I see natural gas having a large impact on coal, but a small impact on oil consumption simply due to the fact that we don’t have widespread natural gas fueling stations or the cars that would use them across America. It does, however, directly compete with coal as both are used to generate electricity. They say that natural gas is cleaner than coal, but I don’t hold that view. Coal releases more carbon dioxide but methane is a much stronger greenhouse gas. I fear that with the poor natural gas infrastructure there will be more methane released into the atmosphere, which will make our current problem with CO2 look like child’s play. This is a major issue I believe that we haven’t covered this week. Leaky pipes are the number one cause of natural gas not being “cleaner” than coal for the environment. Carbon dioxide gets the spotlight because, at the moment, it is a huge problem at concentrations of 397.64 ppm compared with methane at 1.8 ppm. (Concentration amounts from NOAA).

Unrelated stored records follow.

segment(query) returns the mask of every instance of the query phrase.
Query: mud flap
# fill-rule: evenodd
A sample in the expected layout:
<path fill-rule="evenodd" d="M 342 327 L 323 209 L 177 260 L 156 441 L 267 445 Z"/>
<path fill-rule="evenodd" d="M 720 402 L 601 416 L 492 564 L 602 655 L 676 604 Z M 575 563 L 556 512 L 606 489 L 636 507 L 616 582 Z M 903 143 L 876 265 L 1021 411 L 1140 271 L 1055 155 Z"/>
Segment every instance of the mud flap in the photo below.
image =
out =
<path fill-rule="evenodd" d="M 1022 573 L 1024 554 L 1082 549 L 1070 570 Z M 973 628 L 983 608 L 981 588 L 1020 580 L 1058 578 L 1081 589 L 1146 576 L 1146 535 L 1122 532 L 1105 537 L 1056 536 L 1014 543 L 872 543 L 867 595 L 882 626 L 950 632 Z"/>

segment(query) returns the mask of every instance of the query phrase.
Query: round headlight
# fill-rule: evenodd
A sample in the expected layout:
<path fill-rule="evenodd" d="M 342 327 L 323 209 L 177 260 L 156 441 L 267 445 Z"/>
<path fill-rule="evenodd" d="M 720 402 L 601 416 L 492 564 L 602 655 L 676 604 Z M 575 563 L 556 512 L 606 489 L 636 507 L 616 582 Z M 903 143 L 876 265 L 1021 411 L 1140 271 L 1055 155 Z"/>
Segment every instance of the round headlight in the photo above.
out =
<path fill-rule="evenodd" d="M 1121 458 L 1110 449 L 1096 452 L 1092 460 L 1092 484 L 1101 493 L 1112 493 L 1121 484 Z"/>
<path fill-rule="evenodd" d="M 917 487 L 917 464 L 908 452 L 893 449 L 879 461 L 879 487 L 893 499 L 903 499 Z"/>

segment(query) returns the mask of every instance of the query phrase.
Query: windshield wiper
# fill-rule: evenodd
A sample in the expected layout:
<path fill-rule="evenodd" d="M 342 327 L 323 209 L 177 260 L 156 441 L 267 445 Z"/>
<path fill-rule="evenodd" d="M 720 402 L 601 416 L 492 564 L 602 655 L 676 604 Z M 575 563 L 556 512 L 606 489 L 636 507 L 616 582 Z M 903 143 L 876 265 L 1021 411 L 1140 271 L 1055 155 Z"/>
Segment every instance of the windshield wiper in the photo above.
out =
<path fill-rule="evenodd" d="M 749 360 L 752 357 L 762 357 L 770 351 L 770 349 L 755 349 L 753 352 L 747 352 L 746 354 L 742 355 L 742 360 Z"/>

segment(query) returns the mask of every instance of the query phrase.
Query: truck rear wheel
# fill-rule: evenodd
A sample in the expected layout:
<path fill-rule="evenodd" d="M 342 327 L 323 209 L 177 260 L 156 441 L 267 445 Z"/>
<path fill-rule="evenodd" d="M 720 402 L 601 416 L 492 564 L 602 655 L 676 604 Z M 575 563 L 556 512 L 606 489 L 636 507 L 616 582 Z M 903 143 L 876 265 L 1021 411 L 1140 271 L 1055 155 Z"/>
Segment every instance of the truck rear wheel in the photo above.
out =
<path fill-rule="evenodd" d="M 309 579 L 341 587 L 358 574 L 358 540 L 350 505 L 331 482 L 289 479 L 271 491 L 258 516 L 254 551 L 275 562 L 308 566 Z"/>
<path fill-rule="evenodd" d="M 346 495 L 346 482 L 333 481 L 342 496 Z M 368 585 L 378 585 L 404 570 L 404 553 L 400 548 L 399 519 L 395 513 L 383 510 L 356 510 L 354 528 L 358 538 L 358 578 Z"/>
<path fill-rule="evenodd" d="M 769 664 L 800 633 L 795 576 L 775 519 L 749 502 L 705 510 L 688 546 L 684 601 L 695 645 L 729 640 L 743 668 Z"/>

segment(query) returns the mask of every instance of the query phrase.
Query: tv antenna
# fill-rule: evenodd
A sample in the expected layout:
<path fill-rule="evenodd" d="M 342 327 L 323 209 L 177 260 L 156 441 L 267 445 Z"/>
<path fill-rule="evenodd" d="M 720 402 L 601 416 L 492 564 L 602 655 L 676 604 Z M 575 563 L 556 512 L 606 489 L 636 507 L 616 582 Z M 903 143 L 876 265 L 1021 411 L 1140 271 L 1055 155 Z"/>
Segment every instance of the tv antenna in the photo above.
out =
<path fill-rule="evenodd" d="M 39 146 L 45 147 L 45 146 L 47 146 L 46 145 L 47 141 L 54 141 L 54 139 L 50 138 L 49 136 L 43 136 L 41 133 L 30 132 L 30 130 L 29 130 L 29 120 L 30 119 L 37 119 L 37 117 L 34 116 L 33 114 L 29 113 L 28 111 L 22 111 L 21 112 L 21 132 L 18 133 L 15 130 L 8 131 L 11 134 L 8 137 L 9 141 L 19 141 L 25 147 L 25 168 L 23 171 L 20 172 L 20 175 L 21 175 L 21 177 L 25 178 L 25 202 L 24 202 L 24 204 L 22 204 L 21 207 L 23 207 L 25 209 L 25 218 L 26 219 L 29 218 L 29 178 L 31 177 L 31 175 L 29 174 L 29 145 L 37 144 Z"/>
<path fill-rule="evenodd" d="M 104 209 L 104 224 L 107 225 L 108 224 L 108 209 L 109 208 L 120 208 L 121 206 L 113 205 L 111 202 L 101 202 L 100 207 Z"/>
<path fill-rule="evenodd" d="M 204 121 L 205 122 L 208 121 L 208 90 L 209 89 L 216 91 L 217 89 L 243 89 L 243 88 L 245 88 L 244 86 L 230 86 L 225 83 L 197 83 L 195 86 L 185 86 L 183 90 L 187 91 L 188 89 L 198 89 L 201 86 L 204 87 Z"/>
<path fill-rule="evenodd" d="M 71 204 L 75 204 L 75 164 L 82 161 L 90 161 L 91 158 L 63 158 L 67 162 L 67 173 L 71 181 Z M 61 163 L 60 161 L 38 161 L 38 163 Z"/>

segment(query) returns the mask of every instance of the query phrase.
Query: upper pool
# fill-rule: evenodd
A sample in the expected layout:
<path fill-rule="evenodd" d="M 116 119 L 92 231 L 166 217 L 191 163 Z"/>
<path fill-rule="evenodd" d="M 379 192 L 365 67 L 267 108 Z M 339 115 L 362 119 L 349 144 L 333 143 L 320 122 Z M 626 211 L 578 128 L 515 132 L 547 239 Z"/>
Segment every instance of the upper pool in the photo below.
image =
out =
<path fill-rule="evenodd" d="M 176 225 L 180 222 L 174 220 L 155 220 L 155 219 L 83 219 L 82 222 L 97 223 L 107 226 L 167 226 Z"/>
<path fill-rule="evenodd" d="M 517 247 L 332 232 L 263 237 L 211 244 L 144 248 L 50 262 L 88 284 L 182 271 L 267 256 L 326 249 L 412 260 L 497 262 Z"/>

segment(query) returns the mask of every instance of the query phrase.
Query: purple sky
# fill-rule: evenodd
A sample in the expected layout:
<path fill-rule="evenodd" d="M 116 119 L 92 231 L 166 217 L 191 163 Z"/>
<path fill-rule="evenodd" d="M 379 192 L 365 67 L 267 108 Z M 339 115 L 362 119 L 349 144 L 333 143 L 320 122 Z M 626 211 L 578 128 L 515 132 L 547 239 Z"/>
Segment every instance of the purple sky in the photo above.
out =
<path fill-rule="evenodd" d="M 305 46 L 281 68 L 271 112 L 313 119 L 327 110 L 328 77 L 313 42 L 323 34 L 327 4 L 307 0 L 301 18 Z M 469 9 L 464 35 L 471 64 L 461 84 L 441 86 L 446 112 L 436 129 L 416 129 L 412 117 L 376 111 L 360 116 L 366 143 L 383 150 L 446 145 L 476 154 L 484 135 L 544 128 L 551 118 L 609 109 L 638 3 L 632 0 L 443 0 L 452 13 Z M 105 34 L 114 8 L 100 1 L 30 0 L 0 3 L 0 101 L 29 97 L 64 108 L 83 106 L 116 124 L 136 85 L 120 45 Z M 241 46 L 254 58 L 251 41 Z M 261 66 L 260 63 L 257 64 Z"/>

According to many of my professors at the University of Houston, and even Ilissa Ocko, climate scientist at the Environmental Defense Fund, the best way to slow down climate change is to limit methane emissions. “Since the Industrial Revolution, methane in the atmosphere has increased by a whopping 150 percent. While in the same period, CO2 levels have gone up 40 percent,” Ocko states. Furthermore, “[r]educing warming caused by methane during our lifetime will also reduce the likelihood of extreme weather events and species extinctions — and, a slower rate also provides more time for societies and ecosystems to adapt to changes.”

These are assignments that I have turned in for my TECH 4310 Future of Energy and Environment class, these are my own thoughts and you may not take them without citing them. I will not post them all, but a majority of them.